El penúltimo raulista vivo

La Catedral de la vergüenza y del dislate

En toda España se bautizó hace muchos años al campo del Athletic Club de Bilbao como La Catedral. Es sin duda un signo de respeto y profunda admiración por parte de todos hacia la afición bilbaina y el viejo San Mamés, inaugurado en 1913, un campo por el que han desfilado futbolistas del fuste, la enjundia y los bemoles de Gorostiza, Uriarte, Blasco, Lezama, Rojo, Dani, Panizo o Gainza. Por allí pasaron los mejores y la mejor hinchada, que era la del Athletic Club, se ganó a pulso la fama de afición exigente, observadora y justa, tanto como para reconocer la excelencia en el equipo rival si así fuera necesario. Ya no hay jugadores como aquellos, del mismo modo que no quedan actores como Cary Grant o cantantes como Frank Sinatra. Ya no existen futbolistas como Fidel Uriarte Macho, que lo tenía claro desde su segundo apellido, Telmo Zarraonaindía, el gran Zarra, o Agustín Sauto Arana, más conocido como Bata.

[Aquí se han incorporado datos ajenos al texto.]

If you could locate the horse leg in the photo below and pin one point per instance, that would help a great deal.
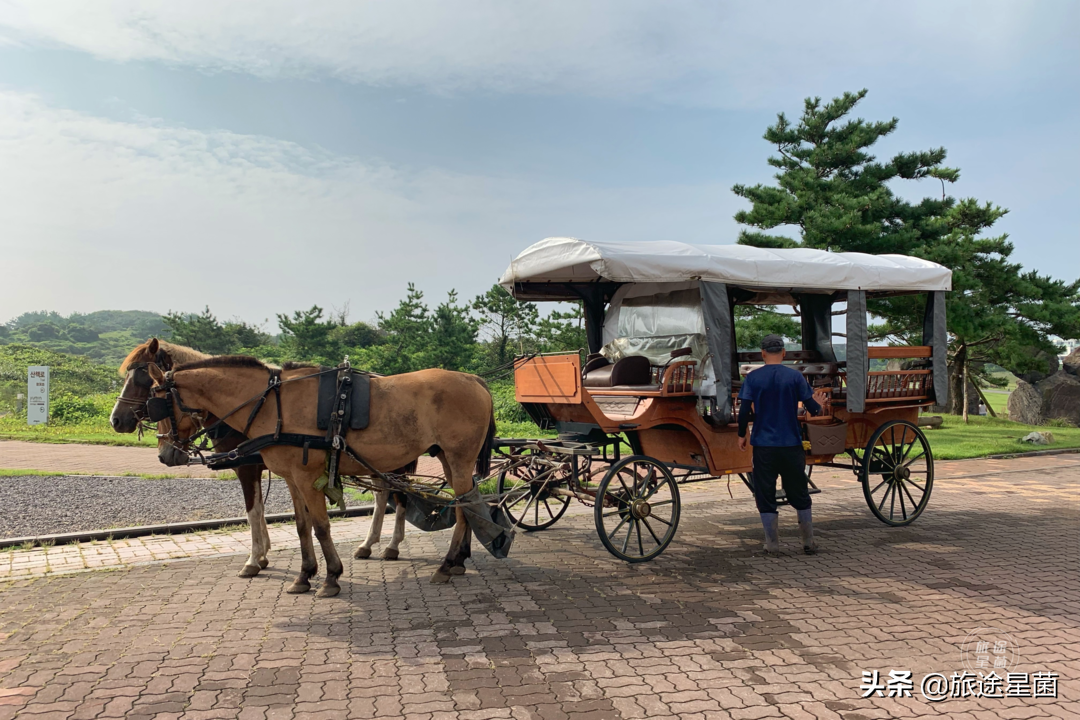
(391, 552)
(458, 474)
(260, 521)
(375, 531)
(309, 566)
(251, 483)
(321, 520)
(458, 564)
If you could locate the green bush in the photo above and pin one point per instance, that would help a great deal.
(507, 409)
(69, 409)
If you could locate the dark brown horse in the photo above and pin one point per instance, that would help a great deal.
(447, 413)
(130, 408)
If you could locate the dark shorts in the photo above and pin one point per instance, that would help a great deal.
(790, 465)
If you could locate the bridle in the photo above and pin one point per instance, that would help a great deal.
(139, 378)
(159, 409)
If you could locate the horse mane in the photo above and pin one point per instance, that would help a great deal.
(224, 361)
(178, 354)
(299, 366)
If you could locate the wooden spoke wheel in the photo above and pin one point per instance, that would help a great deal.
(898, 473)
(528, 484)
(637, 508)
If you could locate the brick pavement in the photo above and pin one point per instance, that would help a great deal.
(562, 629)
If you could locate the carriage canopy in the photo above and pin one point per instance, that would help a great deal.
(640, 297)
(570, 261)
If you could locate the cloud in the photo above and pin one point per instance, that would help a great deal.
(106, 214)
(691, 52)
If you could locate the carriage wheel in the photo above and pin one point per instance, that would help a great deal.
(528, 485)
(637, 508)
(898, 473)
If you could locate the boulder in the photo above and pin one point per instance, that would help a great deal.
(1061, 397)
(1036, 376)
(1025, 405)
(1071, 363)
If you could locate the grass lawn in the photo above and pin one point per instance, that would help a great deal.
(985, 436)
(91, 432)
(981, 436)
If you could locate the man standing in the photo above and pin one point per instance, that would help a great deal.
(774, 392)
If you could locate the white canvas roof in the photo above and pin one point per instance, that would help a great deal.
(572, 260)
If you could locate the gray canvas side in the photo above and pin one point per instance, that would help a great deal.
(718, 329)
(817, 313)
(935, 335)
(593, 307)
(858, 362)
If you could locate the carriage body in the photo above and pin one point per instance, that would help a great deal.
(663, 371)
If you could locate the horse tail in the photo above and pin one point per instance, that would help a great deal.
(484, 460)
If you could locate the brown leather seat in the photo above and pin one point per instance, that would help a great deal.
(633, 370)
(814, 372)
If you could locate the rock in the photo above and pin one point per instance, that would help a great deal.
(1025, 405)
(1071, 363)
(1061, 397)
(1036, 376)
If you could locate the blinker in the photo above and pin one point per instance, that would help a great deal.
(158, 409)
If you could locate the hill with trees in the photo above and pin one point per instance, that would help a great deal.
(105, 336)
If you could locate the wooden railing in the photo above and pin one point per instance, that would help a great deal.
(678, 378)
(886, 385)
(899, 352)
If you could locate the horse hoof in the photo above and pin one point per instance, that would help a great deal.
(327, 591)
(248, 571)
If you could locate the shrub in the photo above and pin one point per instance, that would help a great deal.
(507, 409)
(68, 409)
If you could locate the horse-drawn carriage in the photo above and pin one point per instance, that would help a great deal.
(661, 379)
(663, 374)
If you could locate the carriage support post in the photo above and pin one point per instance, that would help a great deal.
(935, 335)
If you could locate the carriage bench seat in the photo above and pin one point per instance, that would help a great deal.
(814, 372)
(634, 370)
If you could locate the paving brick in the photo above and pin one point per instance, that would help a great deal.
(561, 629)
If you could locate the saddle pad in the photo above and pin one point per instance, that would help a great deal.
(358, 413)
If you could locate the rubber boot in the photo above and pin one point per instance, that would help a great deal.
(771, 524)
(806, 531)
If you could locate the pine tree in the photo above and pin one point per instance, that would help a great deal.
(836, 195)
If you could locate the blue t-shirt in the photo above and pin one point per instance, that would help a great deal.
(775, 392)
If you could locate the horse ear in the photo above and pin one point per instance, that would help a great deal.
(156, 374)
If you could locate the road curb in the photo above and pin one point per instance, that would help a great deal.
(1031, 453)
(165, 529)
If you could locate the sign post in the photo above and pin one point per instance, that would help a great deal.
(37, 395)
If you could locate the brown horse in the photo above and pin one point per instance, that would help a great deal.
(130, 408)
(447, 413)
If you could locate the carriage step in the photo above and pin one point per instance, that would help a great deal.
(782, 499)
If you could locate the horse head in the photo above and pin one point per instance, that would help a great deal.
(176, 423)
(130, 408)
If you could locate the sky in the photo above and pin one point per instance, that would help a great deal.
(264, 157)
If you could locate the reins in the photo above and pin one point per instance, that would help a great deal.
(273, 384)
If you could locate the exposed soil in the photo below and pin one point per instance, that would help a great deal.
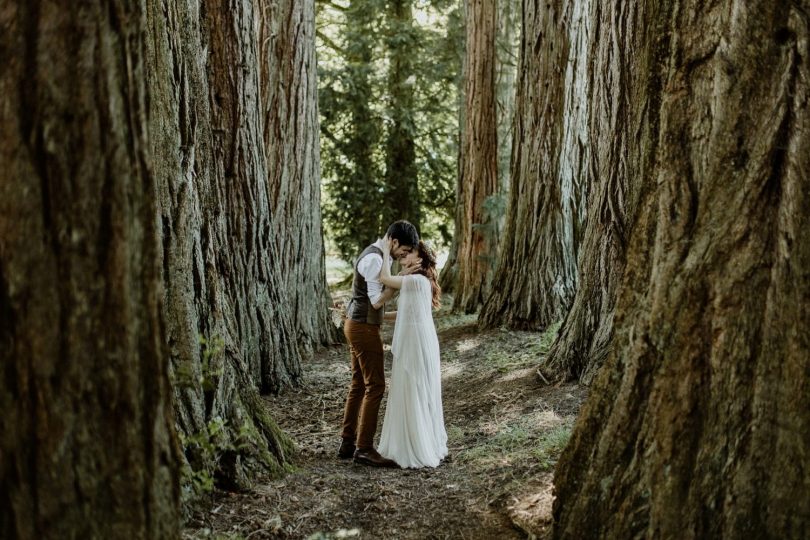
(506, 430)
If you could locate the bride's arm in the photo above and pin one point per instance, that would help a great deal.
(387, 294)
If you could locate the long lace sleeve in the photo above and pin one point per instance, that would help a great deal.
(415, 299)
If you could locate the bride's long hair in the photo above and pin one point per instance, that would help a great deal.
(428, 269)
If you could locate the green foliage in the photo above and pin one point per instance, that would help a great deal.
(183, 375)
(519, 441)
(203, 451)
(388, 95)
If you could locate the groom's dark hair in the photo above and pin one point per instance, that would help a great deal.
(404, 232)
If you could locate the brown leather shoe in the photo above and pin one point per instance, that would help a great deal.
(347, 449)
(369, 456)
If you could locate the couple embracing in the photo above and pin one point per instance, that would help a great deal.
(413, 433)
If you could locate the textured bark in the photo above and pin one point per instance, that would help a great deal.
(86, 435)
(624, 83)
(289, 97)
(402, 199)
(537, 268)
(219, 259)
(507, 47)
(698, 425)
(478, 177)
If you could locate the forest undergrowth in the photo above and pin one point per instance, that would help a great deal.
(506, 429)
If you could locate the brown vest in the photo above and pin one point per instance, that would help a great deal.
(360, 309)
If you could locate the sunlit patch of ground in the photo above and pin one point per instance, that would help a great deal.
(506, 430)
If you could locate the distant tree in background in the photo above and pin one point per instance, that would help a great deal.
(351, 128)
(401, 192)
(507, 46)
(472, 258)
(537, 268)
(289, 101)
(387, 101)
(617, 165)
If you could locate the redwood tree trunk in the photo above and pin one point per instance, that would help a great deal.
(474, 246)
(222, 275)
(699, 424)
(86, 431)
(537, 268)
(289, 98)
(618, 106)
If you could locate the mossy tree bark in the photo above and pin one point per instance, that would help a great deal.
(537, 267)
(87, 442)
(289, 99)
(699, 423)
(474, 245)
(220, 261)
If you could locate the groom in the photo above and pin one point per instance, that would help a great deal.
(362, 329)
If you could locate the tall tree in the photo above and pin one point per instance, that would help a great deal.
(470, 264)
(402, 197)
(698, 426)
(289, 99)
(220, 266)
(353, 131)
(404, 84)
(507, 46)
(537, 268)
(86, 435)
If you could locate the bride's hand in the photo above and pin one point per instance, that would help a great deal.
(412, 269)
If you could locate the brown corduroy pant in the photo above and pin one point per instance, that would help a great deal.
(368, 383)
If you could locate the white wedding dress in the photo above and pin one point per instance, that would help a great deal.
(413, 431)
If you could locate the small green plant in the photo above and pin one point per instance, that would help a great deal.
(203, 451)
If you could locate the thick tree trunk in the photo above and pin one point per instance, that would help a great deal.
(219, 262)
(699, 424)
(289, 97)
(618, 106)
(478, 178)
(402, 199)
(87, 443)
(537, 268)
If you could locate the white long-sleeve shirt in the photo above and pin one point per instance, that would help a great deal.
(369, 267)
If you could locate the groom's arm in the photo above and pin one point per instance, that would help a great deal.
(369, 267)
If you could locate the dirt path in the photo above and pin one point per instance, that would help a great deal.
(505, 432)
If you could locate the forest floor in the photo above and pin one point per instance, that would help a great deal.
(506, 429)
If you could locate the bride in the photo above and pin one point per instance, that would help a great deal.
(413, 431)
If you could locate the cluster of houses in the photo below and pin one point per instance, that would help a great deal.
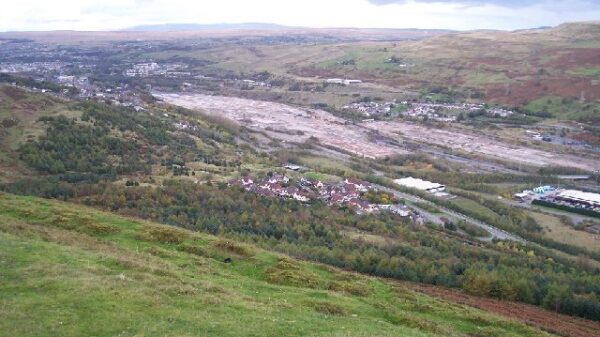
(441, 112)
(348, 192)
(342, 81)
(153, 68)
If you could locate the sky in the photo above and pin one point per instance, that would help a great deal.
(23, 15)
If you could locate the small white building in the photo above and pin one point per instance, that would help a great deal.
(420, 184)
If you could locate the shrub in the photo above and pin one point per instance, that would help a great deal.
(234, 248)
(165, 234)
(327, 308)
(288, 272)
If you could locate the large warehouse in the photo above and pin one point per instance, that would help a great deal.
(420, 184)
(579, 197)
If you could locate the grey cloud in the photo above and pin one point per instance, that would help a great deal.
(503, 3)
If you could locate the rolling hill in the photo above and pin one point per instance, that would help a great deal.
(71, 271)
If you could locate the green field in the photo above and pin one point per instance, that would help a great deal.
(73, 271)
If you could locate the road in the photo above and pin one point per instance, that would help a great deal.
(496, 233)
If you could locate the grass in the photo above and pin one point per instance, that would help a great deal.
(68, 270)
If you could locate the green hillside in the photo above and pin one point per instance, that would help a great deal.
(68, 270)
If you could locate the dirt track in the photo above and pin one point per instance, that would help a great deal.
(480, 145)
(297, 125)
(535, 316)
(288, 123)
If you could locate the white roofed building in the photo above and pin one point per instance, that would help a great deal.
(420, 184)
(579, 197)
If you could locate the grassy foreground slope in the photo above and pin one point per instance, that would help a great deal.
(68, 270)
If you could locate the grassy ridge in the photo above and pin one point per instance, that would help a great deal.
(72, 271)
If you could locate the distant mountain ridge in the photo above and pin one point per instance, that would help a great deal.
(166, 27)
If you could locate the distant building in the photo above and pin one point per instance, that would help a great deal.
(420, 184)
(579, 198)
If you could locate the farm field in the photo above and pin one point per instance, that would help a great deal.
(147, 278)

Miramos hacia atrás con cierta nostalgia y, aunque nunca fueron mejores los tiempos pasados, escuchamos ensimismados de nuestros mayores historias de pundonor y de furia española, anécdotas de cuando un balón de fútbol pesaba tanto como uno medicinal y había que hacer pesas sólo para poder levantarlo del cesped, leyendas de campos embarrados y de jugadores que le tenían más miedo al hambre que a cien entradas con los tacos por delante, y que, como James Braddock, nunca se dejaban tumbar. Y la nostalgia nos hiere más profundamente si, después de mirar hacia atrás con admiración, lo hacemos a lo sucedido el sábado pasado en San Mamés, convertido por sus actuales dirigentes, con su presidente Fernando García Macua a la cabeza, en La Catedral de la vergüenza y del dislate. No hubo, por supuesto, leones aquel día en el campo del Athletic, y la firma de la declaración independentista tuvo que llevarse a cabo a puerta cerrada, no fuera que una de las aficiones más veteranas y sabias de España se preguntara, en vivo y en directo, por qué razón se daba pábulo allí a la reivindicación independentista de Carod Rovira.

Nunca, a lo largo de sus 109 años de historia, se había vendido San Mamés de la forma que lo hizo el otro día la junta directiva del Athletic. Macua, elegido por todos los socios del club, ejerció el sábado sólo la representación de algunos de ellos, aquellos que pelean, utilizando también el deporte, por la independencia del resto de España. Consciente de que el arrendamiento al Partido Nacionalista Vasco, el Bloque Nacionalista Gallego y Esquerra Republicana de Cataluña podría generar protestas entre aquellos socios bilbainos que no piensan así, la denominada Declaración de San Mamés hubo de llevarse a cabo, como decía antes, a puerta cerrada, sin leones por medio, no fuera que estos rugieran por un Athletic para todos y no sólo para unos pocos. Supongo que Macua no pondrá en el futuro inconveniente para que otros partidos políticos con representación en el Parlamento Vasco utilicen las instalaciones privadas del club para anunciar sus propuestas. E imagino que si uno de esos partidos le pide al presidente que ceda San Mamés para, por ejemplo, exigir la presencia de la selección nacional española en Bilbao, éste no pondrá problema alguno. Todavía estamos esperando, por cierto, a que la directiva del Athletic inicie alguna investigación para descubrir quién quemó una bandera de España en el transcurso del partido del otro día. Esperamos su declaración, presidente, después de la que hizo Carod. O igual quiere usted cederle también la presidencia al líder de Esquerra.